STF declara inconstitucional o ITCMD sobre PGBL e VGBL por morte, permitindo a restituição dos valores pagos indevidamente pelos beneficiários nos últimos cinco anos.
A previdência privada tem ganhado cada vez mais espaço como ferramenta de planejamento patrimonial e sucessório, especialmente diante das limitações do regime público de previdência social. Enquanto este é de caráter compulsório, gerido pelo INSS, a previdência privada é facultativa e subdivide-se em duas categorias: os planos fechados, mantidos por entidades fechadas de previdência complementar, geralmente vinculadas ao vínculo empregatício do participante; e os planos abertos, oferecidos por instituições financeiras e acessíveis ao público em geral, independentemente de vínculo laboral.
No âmbito dos planos abertos, destacam-se dois produtos amplamente utilizados: o PGBL – Plano Gerador de Benefício Livre e o VGBL – Vida Gerador de Benefício Livre. Ambos são contratados com o objetivo de formação de reserva a longo prazo, mas possuem regimes tributários e estruturas jurídicas distintas. O PGBL permite dedução das contribuições no imposto de renda até o limite de 12% da renda bruta tributável, sendo a tributação calculada sobre o montante total resgatado. Já o VGBL, por não permitir dedução fiscal, tem incidência tributária restrita aos rendimentos, funcionando, na prática, como um produto híbrido entre investimento e seguro de vida.

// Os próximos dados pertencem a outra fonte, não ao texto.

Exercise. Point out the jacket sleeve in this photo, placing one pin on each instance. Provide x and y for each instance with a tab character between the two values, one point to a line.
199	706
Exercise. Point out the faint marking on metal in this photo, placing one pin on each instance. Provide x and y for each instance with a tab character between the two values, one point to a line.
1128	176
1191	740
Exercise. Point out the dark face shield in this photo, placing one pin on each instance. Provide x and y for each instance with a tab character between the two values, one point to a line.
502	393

Apesar dessas distinções, tanto o PGBL quanto o VGBL compartilham uma característica essencial: a possibilidade de designação de beneficiários em caso de falecimento do titular, o que permite que os valores acumulados sejam pagos diretamente, sem necessidade de inventário. Essa peculiaridade levou muitos entes estaduais a entenderem que, diante da morte do titular, os valores pagos aos beneficiários configurariam transmissão causa mortis, sujeita à incidência do ITCMD – Imposto sobre Transmissão Causa Mortis e Doação.
A cobrança foi efetuada mesmo em estados que não possuíam legislação específica autorizando a tributação desses planos. Em alguns casos, a retenção do imposto foi feita diretamente pela seguradora, atuando como substituta tributária, com base na responsabilidade subsidiária pelo recolhimento. Ainda que o beneficiário não tenha sido informado ou não tenha concordado, os valores eram automaticamente deduzidos no momento do pagamento do benefício. Essa prática gerou diversas controvérsias jurídicas e levou o tema à judicialização em diversos tribunais estaduais.
O debate jurídico foi finalmente pacificado pelo STF, no julgamento do RE 1.363.013, sob o rito da repercussão geral (Tema 1214), concluído no final de 2024. O STF entendeu como inconstitucional a cobrança do ITCMD sobre valores e direitos relativos a planos de previdência privada aberta, tanto PGBL quanto VGBL, pagos aos beneficiários em razão do falecimento do titular. A Corte reconheceu que tais valores não representam transmissão patrimonial nos moldes definidos pela Constituição Federal, mas pagamento de contrato de natureza securitária, cujos beneficiários não são herdeiros, mas credores contratuais.
A Fazenda Pública do Estado do Rio de Janeiro, parte vencida no julgamento, opôs embargos de declaração com pedido de modulação de efeitos, a fim de restringir a aplicação da tese apenas aos casos futuros ou àqueles ainda não definitivamente julgados. No entanto, em decisão publicada em 1º de março de 2025, o STF rejeitou os embargos, afastando expressamente qualquer modulação de efeitos. Com isso, a Corte confirmou que a decisão possui eficácia plena e retroativa, autorizando a restituição dos valores indevidamente recolhidos nos cinco anos anteriores ao ajuizamento da ação.
A restituição pode ser pleiteada diretamente pelos beneficiários, que são os contribuintes do imposto. Em casos com múltiplos beneficiários, admite-se o litisconsórcio facultativo, sendo possível a propositura individual ou coletiva da demanda. A via judicial tem se mostrado mais célere e segura que o procedimento administrativo, especialmente nos juizados especiais fazendários, onde o valor envolvido não ultrapasse o teto de 40 salários-mínimos. Além disso, é possível ajuizar mandado de segurança preventivo para impedir retenções futuras, com fundamento na decisão do STF.
O impacto financeiro da decisão é significativo. Estima-se que cerca de R$ 15 bilhões tenham sido recolhidos indevidamente pelos Estados a título de ITCMD sobre previdência privada, conforme dados da FENASEG. Ainda segundo informações do setor, aproximadamente 67% dos Estados mantinham essa cobrança, com ou sem base legal específica, o que torna o público atingido consideravelmente amplo. Como esses recolhimentos foram feitos, em grande parte, de forma automática pelas seguradoras, é possível que muitos beneficiários sequer tenham conhecimento do direito à restituição.
Trata-se, portanto, de uma oportunidade concreta de reequilíbrio patrimonial para milhares de pessoas físicas que, na condição de beneficiárias de planos de previdência privada, suportaram tributação considerada inconstitucional. A atuação preventiva e contenciosa, nesse cenário, torna-se instrumento relevante não apenas para o exercício da cidadania fiscal, mas também para a efetivação de um planejamento sucessório mais eficiente e juridicamente protegido.